Discussion in 'Bicycle Mechanics and Repairs' started by John the Monkey, 22 Feb 2008.

  1. John the Monkey

    John the Monkey Frivolous Cyclist

    Hi all,

    The new bike has these modern miracles fitted to it (in the Tiagra variety).

    Part of my bike checkover routine has always been to have a look at the brake cables - for the life of me, I can't see how I'd do this with these particular shifters. My normal method would be to pull the brake lever, and examine the exposed cable within - unless I'm missing something, this doesn't work for Tiagra...

    I'm sure I'm missing something obvious, so could some kind soul please point out to me what that is?
  2. alfablue

    alfablue New Member

    You should be able to see a few mm of the brake cable when you apply the brake, however I don't reckon there is much point, there won't be any visible lube on it (though it will be fine) and it won't be rusty. I would just judge it by performance. I suppose it could ultimately start to break, but very unlikely, most problems will happen at the business (caliper) end if it starts to fray.
  3. To check for what ? That the wire strands of the cable aren't about to fray away from the 'plum' on the end ?

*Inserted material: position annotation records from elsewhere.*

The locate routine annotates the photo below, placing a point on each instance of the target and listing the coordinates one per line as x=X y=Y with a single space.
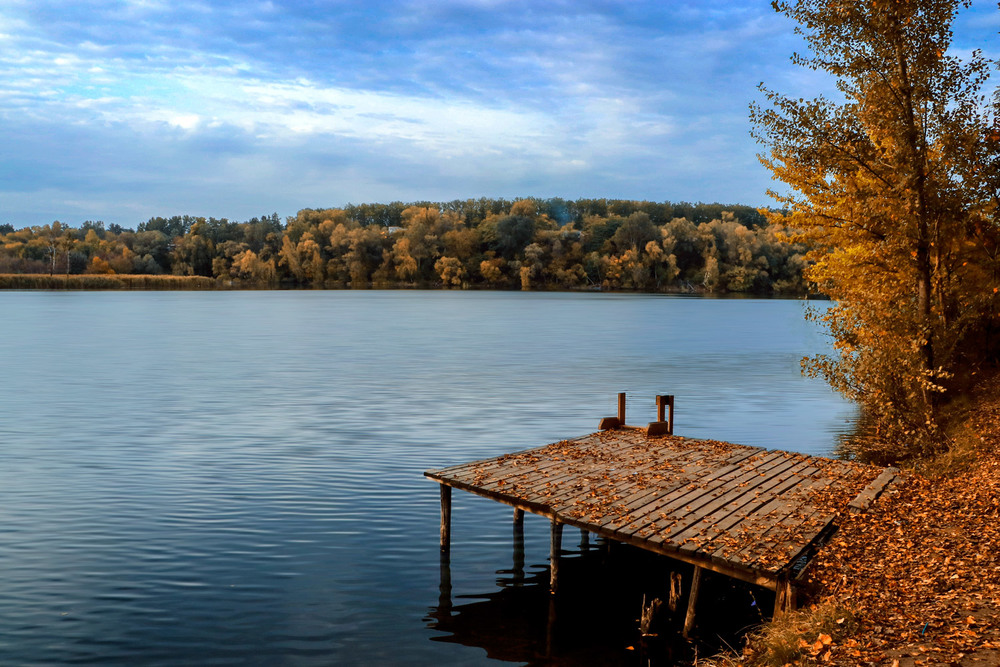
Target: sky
x=127 y=109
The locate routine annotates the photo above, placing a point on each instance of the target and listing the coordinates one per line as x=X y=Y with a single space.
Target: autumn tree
x=894 y=185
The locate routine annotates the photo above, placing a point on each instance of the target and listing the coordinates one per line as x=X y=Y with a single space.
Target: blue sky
x=122 y=110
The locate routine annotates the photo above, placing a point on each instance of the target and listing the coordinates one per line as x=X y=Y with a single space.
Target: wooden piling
x=670 y=414
x=692 y=602
x=675 y=592
x=785 y=598
x=518 y=571
x=555 y=544
x=445 y=520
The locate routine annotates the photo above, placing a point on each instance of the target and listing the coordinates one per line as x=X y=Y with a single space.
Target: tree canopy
x=895 y=188
x=522 y=244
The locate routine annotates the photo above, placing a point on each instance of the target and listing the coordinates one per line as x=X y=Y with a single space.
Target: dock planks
x=746 y=512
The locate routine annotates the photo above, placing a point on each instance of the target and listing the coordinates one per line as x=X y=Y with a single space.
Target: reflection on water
x=594 y=619
x=236 y=478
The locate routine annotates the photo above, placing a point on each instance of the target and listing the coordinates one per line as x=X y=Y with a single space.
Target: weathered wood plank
x=737 y=510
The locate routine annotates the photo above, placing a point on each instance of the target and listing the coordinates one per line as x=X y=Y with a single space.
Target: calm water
x=236 y=477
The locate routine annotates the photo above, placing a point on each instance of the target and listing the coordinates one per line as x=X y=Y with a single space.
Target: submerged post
x=554 y=547
x=692 y=602
x=445 y=521
x=518 y=571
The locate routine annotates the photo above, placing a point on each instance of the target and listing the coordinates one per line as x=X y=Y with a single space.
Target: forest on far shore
x=493 y=243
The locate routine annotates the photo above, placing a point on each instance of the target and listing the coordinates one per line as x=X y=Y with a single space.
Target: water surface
x=236 y=477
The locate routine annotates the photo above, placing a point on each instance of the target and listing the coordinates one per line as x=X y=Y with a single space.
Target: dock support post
x=692 y=602
x=665 y=411
x=445 y=522
x=518 y=547
x=444 y=589
x=554 y=546
x=670 y=415
x=784 y=600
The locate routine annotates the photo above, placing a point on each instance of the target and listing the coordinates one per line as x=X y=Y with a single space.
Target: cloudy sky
x=121 y=110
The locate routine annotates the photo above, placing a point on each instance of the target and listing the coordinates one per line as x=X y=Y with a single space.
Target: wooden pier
x=753 y=514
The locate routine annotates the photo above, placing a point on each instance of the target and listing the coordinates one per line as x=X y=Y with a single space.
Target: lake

    If you slacken-off the brake cam and pull the brake on, it'll open wide enough for you to see where the plum is attached inside the lever.

    This exploded view
    shows what holds it - part 4, the 'cable hook' (which isn't hook shaped at all, it's a cylinder with a hole drilled though it, the cable goes through it and it holds the plum)

    If you want to examine the wire of the cable not being about to part from the plum, you'll have to loosen off the brake completely and push the cable into the lever, push it through far enough so that the plum comes out of the 'cable hook' and so you can see the cable wire itself.

    But short of faulty manufacture, I've never known the cable fray away from the plum, particularly as it's largely protected at this end from the elements by the lever and the outside casing - the other end of the cable, at the brake, is where it gets corroded, the individual wires of the cable split off, etc
  4. John the Monkey

    John the Monkey Frivolous Cyclist

    Alfablue, my last ones (on the old bike) failed at the lever end (hence my paranoia about catching any fraying etc early). On those levers (non integrated) pulling the lever exposed a good run of easily visible cable - I can't seem to find anyway to do the same thing on the STIs...

    Andy - thanks for the explanation.

    Maybe I should stop worrying about the lever end of the cable then.
  5. alfablue

    alfablue New Member

    Jeez, I understand your worry then. Were they very old cables? Also, there is a possibility that if you had them loosely set, so there is a lot of lever movement, the extreme angle of the cable at the point it attached to the nipple could have fatigued it - just a theory. Anyway, Andy's advice is good if you want to check.
  6. fossyant

    fossyant Ride It Like You Stole It!

    South Manchester
    Very unlikely to cause issues on a new bike - you can usually tell when the cables need replacing when pulling the lever isn't silky smooth.
  7. John the Monkey

    John the Monkey Frivolous Cyclist

    Thanks everyone.

    Alfablue - on my old bike, I don't know how old the first cables were, as the bike was 2nd hand - the second set were on for about 3 months. My LBS (the wonderful Bike Boutique in Manchester) traced the problem to a fault in the levers that came with the bike (the barrel holding the "plum" of the cable wasn't rotating, so instead of the brake pull going straight from the plum, it went at a right angle from it over the edge of the hole in the barrel!)
  8. alfablue

    alfablue New Member

    Well, as I suspected, non-normal operation, but also it is a good message about vigilence over such things.
  9. Fab Foodie

    Fab Foodie hanging-on in quiet desperation ...

    Had this happen too...long before STI's.